Eurosport - mar, 01 avr 16:46:00 2008
Après deux courses de sélection bien maîtrisées, Tony Estanguet était soulagé d'avoir enfin pu entériner sa qualification pour les JO de Pékin où il a "envie de faire quelque chose de grand", un troisième sacre olympique de suite en C2.
TONY ESTANGUET, comment avez-vous vécu ces "piges"?
T.E. : "C'est le scénario idéal de se qualifier dès la deuxième course. La journée d'hier (samedi) m'a permis de me libérer, aujourd'hui, la navigation a été au rendez-vous, même s'il reste quelques erreurs à corriger. Je pouvais difficilement rêver mieux. Je vais enfin pouvoir penser à Pékin. A chaque fois que mon esprit partait vers là-bas, j'étais obligé de me ressaisir. Me dire que ce n'était pas encore fait. Là, c'est un gros poids qui retombe."
On a l'impression que c'est le soulagement qui prime comme sentiment?
T.E. : "Je vais enfin pouvoir mieux dormir maintenant. J'étais tendu et c'est normal. Les gens pensaient que c'était une formalité et je devais lutter contre ça. C'étaient mes troisièmes piges olympiques et sans doute les plus difficiles. Je sentais que j'avais un statut à défendre. Aux Jeux, ce sera une pression différente. Là-bas, j'aurai tout à gagner alors qu'ici j'avais tout à perdre."
Sentez-vous que, au-delà de votre personne, c'est un peu tout le monde du canoë-kayak qui respire?
T.E. : "Oui, il y a une sorte de soulagement général. Depuis quelques semaines, j'ai reçu beaucoup d'encouragements. Beaucoup de gens m'ont fait sentir qu'ils avaient envie de me voir aux Jeux. Ces derniers jours, cette attente n'a pas été facile à gérer."
Y a-t-il des enseignements à tirer de ces piges?

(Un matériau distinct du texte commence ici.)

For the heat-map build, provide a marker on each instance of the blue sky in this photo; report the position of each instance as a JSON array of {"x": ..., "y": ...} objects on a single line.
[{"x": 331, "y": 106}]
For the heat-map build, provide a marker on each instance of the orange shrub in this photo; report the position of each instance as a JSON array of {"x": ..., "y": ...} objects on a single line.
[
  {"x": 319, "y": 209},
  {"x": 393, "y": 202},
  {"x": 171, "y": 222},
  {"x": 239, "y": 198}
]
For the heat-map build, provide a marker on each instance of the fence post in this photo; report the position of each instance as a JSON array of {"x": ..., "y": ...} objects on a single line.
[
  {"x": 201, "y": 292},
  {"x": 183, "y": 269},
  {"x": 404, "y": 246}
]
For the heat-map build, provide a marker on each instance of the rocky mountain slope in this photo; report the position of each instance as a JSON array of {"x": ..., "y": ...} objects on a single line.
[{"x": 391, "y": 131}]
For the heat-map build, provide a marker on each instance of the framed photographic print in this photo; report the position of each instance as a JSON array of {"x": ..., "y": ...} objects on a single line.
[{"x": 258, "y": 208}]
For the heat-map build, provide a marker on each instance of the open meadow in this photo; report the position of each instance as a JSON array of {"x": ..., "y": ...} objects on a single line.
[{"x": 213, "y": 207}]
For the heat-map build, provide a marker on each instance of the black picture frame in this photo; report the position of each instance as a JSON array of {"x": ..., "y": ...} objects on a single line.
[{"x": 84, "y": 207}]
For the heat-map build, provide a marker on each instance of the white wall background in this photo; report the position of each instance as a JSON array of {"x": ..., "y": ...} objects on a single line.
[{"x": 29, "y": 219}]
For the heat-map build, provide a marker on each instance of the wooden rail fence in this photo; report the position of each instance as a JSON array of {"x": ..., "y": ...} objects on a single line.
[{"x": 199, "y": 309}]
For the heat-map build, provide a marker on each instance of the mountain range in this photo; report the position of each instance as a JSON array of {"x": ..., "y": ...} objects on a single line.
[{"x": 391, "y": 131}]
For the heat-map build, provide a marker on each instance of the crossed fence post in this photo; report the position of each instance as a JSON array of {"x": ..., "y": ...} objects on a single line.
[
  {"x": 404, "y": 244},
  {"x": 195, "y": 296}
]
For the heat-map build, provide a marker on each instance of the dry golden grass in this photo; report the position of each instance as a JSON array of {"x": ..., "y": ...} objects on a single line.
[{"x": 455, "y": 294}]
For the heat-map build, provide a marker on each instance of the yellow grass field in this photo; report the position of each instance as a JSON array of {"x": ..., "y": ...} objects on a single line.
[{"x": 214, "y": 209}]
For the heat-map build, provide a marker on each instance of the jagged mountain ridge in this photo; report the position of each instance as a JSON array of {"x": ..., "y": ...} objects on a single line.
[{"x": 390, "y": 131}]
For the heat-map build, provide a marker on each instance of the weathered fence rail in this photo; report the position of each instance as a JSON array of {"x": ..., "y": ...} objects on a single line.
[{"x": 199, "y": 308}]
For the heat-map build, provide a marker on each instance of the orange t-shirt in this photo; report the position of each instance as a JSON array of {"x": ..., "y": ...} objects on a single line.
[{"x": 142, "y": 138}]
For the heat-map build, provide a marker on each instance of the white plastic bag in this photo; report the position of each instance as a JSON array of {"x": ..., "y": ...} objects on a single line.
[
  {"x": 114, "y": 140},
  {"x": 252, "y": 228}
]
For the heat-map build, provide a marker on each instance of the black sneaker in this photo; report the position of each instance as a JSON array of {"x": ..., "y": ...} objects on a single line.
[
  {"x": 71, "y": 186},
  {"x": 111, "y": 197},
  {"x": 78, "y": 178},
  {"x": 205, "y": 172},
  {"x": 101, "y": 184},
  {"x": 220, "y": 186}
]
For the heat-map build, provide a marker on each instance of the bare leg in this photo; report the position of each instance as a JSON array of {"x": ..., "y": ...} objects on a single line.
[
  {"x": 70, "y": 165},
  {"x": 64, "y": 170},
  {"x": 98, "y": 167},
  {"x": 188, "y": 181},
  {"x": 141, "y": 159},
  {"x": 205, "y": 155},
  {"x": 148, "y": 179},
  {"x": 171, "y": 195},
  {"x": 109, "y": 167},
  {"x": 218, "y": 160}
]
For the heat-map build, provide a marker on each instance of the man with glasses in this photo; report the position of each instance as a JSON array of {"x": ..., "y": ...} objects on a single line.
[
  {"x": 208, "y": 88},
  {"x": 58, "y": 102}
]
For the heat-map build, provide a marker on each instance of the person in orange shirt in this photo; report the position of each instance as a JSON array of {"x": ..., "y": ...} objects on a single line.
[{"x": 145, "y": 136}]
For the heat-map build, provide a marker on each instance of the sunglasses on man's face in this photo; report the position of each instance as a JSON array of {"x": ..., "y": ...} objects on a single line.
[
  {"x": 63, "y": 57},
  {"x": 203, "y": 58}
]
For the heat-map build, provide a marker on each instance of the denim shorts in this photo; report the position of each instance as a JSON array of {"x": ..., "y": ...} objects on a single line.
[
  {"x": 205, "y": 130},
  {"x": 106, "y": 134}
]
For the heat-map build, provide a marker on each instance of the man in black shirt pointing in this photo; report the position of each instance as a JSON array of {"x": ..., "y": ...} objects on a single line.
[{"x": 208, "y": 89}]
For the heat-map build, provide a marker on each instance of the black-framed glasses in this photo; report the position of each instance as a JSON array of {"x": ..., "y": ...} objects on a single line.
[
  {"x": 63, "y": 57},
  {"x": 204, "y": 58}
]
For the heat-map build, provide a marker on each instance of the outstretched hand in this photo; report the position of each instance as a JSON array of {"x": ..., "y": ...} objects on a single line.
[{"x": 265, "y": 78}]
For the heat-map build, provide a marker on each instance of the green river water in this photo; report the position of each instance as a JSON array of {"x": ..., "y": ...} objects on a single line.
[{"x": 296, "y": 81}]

T.E. : "Pas vraiment, car c'est un événement tellement particulier. J'aurais préféré ne pas avoir à les faire, car cela pompe beaucoup d'énergie. Mais c'est le système à la française et il a fait ses preuves. Ceci dit, j'ai réussi à tenir la pression et ça, c'est bon signe en vue des Jeux, où je serai également très attendu."
Effectivement car vous y aurez l'opportunité de devenir le premier Français à remporter trois titres olympiques de suite en individuel...
T.E. : "C'est très excitant, ce serait un rêve de pouvoir faire ce premier triplé. Ca dépasse le cadre du canoë-kayak, et c'est sympa car on n'est plus ce petit sport qui n'intéresse personne. J'ai envie de vivre ces moments intensément. J'ai envie de faire quelque chose de grand aux JO. On en est encore loin et il faudra que je navigue mieux qu'aujourd'hui. Mais l'objectif est clair: je veux gagner et je suis heureux de pouvoir m'investir désormais dans ce duel avec Martikan (son grand rival) que tout le monde attend."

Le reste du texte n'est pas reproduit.